The role of the ordinary man is simply to survive, relying on evil to destroy itself like a ravening beast ripping its own body apart. If you were the average decent European during World War 2, unless luck gave you some special opportunity to fight the Nazis, the best thing you could do was simply to survive: to evade in your body and in your mind. Hitler and Stalin, truth to tell, did most of the rest to themselves.
But when you actually have the power to resist — as the Greatest Generation did — your problem becomes subtly different. A terrible burden, some would even call it a responsibility, falls on you to engage evil at the risk that it too may pull you down into moral damnation. As Tolkien might say, Power is a perilous thing. His metaphorical solution was to entrust power — and only temporarily — to entirely ordinary men who would put it away when the need was past and return to their gardening. The mystique of Cincinnatus and George Washington was that, like Sam Gamgee of LOTR, they could apparently see no use in it.

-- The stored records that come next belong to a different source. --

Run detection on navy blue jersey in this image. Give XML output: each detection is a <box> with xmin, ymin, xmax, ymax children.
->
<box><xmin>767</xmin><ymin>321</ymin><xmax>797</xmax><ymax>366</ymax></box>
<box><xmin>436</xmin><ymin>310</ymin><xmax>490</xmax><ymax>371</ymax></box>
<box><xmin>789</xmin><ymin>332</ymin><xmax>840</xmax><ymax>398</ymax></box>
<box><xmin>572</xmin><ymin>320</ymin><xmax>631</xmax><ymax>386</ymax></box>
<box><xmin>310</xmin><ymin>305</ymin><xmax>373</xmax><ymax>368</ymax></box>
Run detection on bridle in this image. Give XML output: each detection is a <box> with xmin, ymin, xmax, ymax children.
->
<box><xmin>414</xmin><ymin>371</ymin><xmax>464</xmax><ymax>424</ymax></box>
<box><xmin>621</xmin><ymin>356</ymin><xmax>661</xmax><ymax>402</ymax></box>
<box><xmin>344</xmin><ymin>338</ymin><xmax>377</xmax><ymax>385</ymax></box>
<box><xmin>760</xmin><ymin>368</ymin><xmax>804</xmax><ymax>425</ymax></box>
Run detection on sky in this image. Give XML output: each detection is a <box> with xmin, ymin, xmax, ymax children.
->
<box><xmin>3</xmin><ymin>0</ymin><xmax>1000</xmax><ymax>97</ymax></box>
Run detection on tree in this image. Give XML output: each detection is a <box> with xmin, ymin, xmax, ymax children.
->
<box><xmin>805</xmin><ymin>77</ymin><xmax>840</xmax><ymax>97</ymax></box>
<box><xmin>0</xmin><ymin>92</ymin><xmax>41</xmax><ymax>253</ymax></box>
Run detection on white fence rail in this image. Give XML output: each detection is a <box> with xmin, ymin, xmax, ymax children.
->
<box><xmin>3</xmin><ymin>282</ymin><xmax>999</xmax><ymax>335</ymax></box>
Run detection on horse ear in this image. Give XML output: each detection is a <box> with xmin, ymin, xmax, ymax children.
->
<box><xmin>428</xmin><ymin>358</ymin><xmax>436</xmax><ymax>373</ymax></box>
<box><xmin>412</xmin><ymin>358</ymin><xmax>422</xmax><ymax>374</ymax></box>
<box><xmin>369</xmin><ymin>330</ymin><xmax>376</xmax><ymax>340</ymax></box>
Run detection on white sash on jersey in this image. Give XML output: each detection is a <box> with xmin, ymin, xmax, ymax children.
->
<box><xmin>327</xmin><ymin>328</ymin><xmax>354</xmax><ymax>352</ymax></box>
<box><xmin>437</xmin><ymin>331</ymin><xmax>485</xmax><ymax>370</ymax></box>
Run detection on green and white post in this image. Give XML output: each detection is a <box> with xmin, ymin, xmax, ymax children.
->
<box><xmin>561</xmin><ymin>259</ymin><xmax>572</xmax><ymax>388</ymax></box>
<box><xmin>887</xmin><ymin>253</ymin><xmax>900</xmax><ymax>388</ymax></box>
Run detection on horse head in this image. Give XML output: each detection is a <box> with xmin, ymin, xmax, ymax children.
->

To recognize people who lust after power is the first skill of political discernment. And unfortunately, since America became globally pre-eminent after World War 2, a permanent class has come to see the exercise of power as their right; and the opportunity to remak the world according to their vision as their vocation. That temptation was held in check for as long as culture was anchored in the simple, while society itself was dominated by the Cincinnatuses. Today we no longer want to till the earth. We want to be cool.